Export/Import Visual Studio 2015 rule set into SonarQube

Question

Environment: We are building C# code within Visual Studio 2015 and generating CodeAnalysis report using default ruleset available within Visual Studio 2015.

Problem Statement: While running same code into SonarQube integrated with our Continuous integration environment Jenkins, we are getting different Code analysis report, so we want to import default rule set of Visual studio 2015 to be used within SonarQube 5.6 or later (I am ready to upgrade Sonar if there is solution). But problem is SonarQube is not able to recognize ruleset starting with CS, like..
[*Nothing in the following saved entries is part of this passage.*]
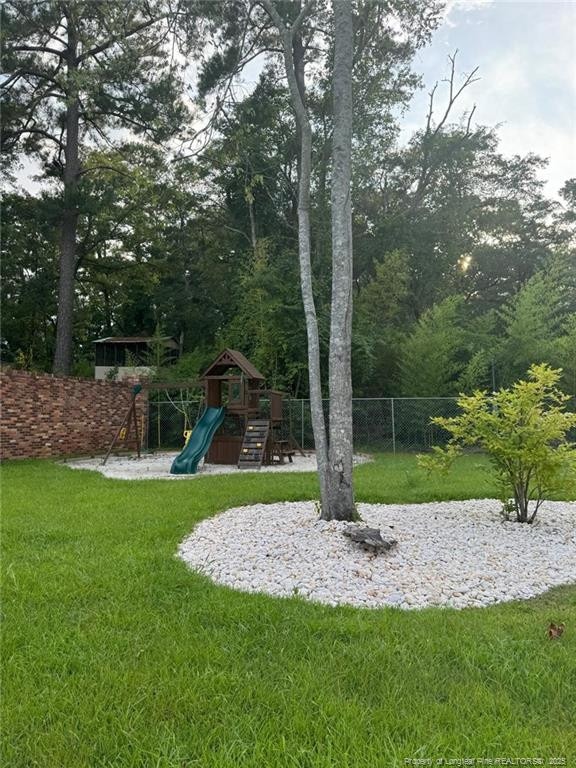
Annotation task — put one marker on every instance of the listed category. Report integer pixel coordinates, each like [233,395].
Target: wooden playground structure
[252,433]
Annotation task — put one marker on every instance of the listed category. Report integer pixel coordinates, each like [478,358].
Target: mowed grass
[115,654]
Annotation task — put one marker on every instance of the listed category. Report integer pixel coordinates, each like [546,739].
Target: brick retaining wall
[43,415]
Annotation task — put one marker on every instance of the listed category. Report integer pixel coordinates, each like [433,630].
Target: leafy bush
[524,431]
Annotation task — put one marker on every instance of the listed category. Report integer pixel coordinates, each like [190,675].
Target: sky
[526,54]
[525,51]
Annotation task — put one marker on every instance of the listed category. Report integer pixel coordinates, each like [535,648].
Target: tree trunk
[304,253]
[294,63]
[340,490]
[63,352]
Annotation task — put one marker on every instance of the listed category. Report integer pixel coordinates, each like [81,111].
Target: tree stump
[369,539]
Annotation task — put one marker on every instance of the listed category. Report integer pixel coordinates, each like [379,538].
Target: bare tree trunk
[341,495]
[64,328]
[295,77]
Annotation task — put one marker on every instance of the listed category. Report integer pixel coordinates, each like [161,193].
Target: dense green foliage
[131,660]
[524,431]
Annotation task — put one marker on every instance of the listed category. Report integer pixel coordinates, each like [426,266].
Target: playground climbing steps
[254,444]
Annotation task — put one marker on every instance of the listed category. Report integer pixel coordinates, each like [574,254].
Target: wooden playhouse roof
[231,358]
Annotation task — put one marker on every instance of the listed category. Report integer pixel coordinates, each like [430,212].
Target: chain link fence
[400,424]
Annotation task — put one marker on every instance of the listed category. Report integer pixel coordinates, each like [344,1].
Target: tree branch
[118,38]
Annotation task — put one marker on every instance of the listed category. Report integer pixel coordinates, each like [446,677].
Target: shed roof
[136,340]
[231,358]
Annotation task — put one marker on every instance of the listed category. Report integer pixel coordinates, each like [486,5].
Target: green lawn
[115,654]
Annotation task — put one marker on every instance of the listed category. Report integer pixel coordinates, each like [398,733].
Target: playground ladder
[254,444]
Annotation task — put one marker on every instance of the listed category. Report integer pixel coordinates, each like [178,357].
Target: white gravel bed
[157,466]
[456,554]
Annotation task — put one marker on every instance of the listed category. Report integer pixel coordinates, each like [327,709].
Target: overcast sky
[526,54]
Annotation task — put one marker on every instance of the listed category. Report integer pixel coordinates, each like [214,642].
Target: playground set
[242,422]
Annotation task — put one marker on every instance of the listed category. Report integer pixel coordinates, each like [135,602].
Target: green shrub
[524,432]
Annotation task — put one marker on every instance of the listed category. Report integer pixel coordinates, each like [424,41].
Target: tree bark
[294,64]
[68,235]
[340,489]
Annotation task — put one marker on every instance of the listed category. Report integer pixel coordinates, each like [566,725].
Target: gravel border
[454,554]
[157,466]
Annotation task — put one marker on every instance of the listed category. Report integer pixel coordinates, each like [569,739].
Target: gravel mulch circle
[455,554]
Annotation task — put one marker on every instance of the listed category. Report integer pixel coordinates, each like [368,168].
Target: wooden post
[131,412]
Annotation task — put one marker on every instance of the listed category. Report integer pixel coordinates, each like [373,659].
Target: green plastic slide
[186,463]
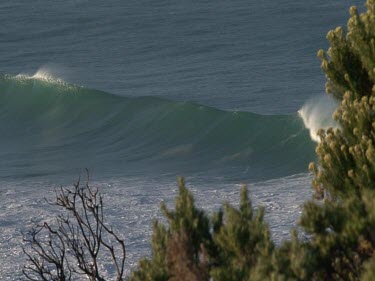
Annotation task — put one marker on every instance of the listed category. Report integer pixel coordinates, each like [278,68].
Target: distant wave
[48,124]
[317,114]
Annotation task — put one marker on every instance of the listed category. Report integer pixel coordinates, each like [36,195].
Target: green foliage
[178,249]
[342,226]
[244,242]
[234,244]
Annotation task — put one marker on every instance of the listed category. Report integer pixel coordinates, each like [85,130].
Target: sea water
[140,92]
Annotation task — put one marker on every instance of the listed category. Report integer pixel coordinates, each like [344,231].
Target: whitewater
[134,149]
[223,93]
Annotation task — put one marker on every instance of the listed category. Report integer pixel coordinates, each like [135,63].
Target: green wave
[49,126]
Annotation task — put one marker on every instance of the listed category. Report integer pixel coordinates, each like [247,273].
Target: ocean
[139,93]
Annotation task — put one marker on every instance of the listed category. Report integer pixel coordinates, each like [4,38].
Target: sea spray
[316,114]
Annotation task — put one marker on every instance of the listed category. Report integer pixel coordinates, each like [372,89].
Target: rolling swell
[52,127]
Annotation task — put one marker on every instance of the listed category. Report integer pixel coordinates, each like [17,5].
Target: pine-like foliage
[342,226]
[244,243]
[234,244]
[179,250]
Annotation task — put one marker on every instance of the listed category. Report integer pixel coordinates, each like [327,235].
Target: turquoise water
[140,92]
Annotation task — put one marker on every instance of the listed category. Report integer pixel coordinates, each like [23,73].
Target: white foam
[317,113]
[43,74]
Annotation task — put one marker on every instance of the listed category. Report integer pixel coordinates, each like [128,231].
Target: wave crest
[317,114]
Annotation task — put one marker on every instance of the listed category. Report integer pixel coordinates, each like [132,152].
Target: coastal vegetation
[337,236]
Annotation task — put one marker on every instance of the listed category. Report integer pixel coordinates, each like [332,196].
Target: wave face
[52,127]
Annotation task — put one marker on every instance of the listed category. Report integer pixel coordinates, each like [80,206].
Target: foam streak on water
[132,203]
[317,114]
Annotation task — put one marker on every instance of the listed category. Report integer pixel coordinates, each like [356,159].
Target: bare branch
[78,240]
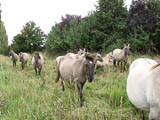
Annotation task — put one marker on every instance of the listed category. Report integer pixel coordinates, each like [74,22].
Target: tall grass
[25,96]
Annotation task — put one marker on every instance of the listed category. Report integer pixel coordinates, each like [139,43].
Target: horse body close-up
[77,70]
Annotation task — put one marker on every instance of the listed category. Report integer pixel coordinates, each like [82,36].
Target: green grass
[25,96]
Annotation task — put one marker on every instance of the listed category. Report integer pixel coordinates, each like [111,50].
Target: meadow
[25,96]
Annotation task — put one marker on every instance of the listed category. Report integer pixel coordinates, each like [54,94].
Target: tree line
[108,27]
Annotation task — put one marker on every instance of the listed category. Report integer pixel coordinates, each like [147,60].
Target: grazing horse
[13,56]
[105,62]
[23,58]
[37,62]
[121,56]
[77,70]
[143,86]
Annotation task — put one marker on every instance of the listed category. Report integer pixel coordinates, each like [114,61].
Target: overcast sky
[45,13]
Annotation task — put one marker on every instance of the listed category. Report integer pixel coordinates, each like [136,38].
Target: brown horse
[14,57]
[37,62]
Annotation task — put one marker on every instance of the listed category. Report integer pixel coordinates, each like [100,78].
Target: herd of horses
[143,83]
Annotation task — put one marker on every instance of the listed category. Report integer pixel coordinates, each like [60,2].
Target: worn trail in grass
[25,96]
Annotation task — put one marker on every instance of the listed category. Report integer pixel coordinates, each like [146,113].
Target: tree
[64,35]
[30,39]
[143,25]
[3,39]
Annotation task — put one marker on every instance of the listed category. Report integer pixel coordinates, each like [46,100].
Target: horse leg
[62,83]
[114,65]
[80,88]
[40,68]
[143,118]
[58,76]
[22,65]
[124,66]
[121,66]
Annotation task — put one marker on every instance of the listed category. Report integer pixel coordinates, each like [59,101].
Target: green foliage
[3,39]
[103,29]
[30,39]
[24,95]
[143,26]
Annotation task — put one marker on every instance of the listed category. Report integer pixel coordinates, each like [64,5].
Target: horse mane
[155,66]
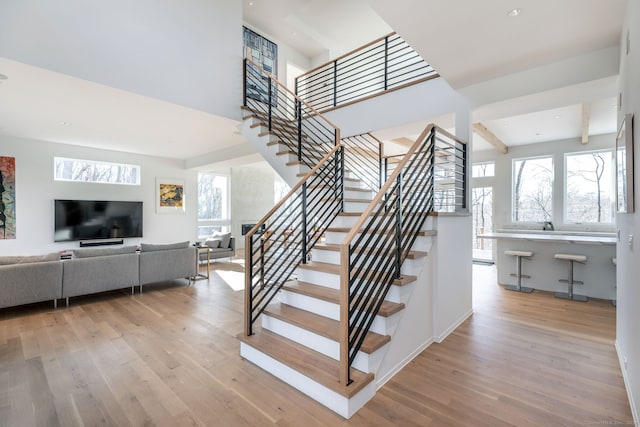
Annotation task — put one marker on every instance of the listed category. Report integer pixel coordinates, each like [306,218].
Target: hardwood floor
[168,357]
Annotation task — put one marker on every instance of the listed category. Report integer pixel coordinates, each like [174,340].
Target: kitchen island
[598,273]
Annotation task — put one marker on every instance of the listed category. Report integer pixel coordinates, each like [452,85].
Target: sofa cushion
[93,252]
[147,247]
[9,260]
[225,239]
[213,243]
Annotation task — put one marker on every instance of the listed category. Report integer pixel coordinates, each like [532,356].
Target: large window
[590,187]
[93,171]
[532,189]
[213,204]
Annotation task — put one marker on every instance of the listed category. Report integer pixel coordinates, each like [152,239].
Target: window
[483,169]
[93,171]
[213,204]
[590,187]
[532,189]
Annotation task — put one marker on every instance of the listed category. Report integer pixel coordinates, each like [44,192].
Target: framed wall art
[7,197]
[170,195]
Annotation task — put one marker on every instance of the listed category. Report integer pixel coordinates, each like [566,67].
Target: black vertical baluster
[304,223]
[399,225]
[250,290]
[244,80]
[335,83]
[270,97]
[386,62]
[299,113]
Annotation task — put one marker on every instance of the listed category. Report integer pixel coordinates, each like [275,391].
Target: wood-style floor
[168,357]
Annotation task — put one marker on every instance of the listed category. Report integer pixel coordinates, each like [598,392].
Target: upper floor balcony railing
[386,64]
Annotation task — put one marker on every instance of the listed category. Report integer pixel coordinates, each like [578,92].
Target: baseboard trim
[634,410]
[453,327]
[404,362]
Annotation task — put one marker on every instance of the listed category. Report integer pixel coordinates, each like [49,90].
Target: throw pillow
[147,247]
[213,243]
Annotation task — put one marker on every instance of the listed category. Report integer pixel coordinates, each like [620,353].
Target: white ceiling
[466,40]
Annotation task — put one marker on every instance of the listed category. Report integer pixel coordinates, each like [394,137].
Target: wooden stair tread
[336,248]
[322,326]
[324,267]
[324,293]
[320,368]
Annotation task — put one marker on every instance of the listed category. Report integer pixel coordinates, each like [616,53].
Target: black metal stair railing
[304,131]
[281,240]
[364,159]
[372,253]
[388,63]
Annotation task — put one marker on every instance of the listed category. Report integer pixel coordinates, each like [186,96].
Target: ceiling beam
[586,113]
[482,130]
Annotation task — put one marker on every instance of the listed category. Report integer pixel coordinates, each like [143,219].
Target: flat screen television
[96,219]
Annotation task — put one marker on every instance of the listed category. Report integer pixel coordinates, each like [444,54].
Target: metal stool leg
[570,282]
[518,286]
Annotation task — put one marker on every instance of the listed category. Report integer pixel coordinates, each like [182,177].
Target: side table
[200,276]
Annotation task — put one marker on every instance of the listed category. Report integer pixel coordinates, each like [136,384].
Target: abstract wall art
[7,198]
[170,195]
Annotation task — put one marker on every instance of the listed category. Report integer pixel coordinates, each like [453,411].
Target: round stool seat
[518,253]
[571,257]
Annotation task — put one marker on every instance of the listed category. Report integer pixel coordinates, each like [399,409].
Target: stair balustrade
[385,64]
[297,125]
[281,240]
[432,173]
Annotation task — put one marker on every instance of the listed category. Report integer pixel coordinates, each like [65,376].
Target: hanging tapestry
[7,197]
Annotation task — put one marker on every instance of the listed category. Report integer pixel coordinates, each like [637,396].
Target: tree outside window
[590,187]
[532,189]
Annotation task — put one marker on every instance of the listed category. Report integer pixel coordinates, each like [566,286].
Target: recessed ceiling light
[514,12]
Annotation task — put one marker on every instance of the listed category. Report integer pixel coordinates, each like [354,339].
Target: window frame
[225,224]
[138,169]
[565,216]
[513,188]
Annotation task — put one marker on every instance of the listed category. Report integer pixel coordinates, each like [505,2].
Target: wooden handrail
[286,89]
[313,70]
[347,241]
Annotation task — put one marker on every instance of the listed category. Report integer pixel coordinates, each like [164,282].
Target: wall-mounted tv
[96,219]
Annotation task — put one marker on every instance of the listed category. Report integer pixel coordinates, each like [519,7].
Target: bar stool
[519,276]
[614,302]
[582,259]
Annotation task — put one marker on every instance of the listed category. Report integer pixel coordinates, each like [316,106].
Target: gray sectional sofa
[99,270]
[31,279]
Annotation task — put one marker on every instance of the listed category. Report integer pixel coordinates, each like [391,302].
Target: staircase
[330,279]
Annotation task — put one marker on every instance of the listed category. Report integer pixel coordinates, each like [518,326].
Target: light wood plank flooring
[168,357]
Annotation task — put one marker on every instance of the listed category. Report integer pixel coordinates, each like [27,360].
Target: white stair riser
[332,400]
[381,325]
[363,362]
[319,278]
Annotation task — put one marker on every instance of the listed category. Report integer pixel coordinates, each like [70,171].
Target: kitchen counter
[598,274]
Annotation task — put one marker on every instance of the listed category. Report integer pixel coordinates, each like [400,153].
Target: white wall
[252,189]
[502,192]
[36,190]
[628,271]
[187,52]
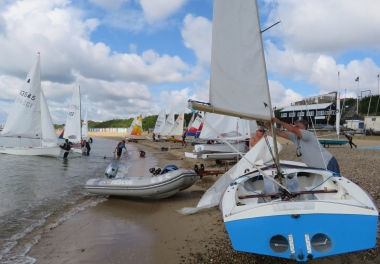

<Rules AnalyzerId="Microsoft.CodeAnalysis.CSharp" RuleNamespace="Microsoft.CodeAnalysis.CSharp">
<Rule Id="AD0001" Action="Error" />
<Rule Id="CS0028" Action="Error" />
<Rule Id="CS0078" Action="Error" />
<Rule Id="CS0105" Action="Error" />
<Rule Id="CS0108" Action="Error" />
<Rule Id="CS0109" Action="Error" />

I already have following plugins installed:

1. Code Analyzer for C#
2. CodeCracker for C#

Answer 1

Short answer: there's no supported way of doing this. But you can try to hack around a bit to solve this.

Long answer

There are multiple problems that you would need to solve:

• The SonarQube Scanner for MsBuild, which you're probably using for pushing the analysis result to the SonarQube server, is pulling down the active rules from the SQ server. This is then being passed to the CoreCompile task in msbuild through the ruleset parameter. So even if you created your own, that would be removed from the parameters and changed to the Sonar one.
• The end step pushes issues to the SQ server, but the SQ server will ignore any rule ID that is not known. So in your case all CS* issues will be ignored.

At the moment I don't think there's an easy solution to these problems. The general suggestion would be to create your SQ plugin, which defines all CS* rules. Get these rules into the ruleset file (probably between the begin and build phase), parse the output json file and send the results to the server. This would work, but it's a pretty big task, and there are many places where this can go haywire.

Another approach is to have a look at the SonarQube Roslyn SDK. This SDK let's you create a SonarQube plugin from Roslyn nuget analyzers. If you create such a plugin, you'll see that it has 2-3 XML files embedded. These files describe the rules of the plugin. To support your case I would:

• Create a Roslyn analyzer package with one rule. (Which doesn't report any issues.)
• Change the embedded files to define the CS* rules. It's probably not that easy to get hold of a list of all CS* rules, but this could be a good start.
• Deploy the SQ plugin to the SQ server, and hope that it works.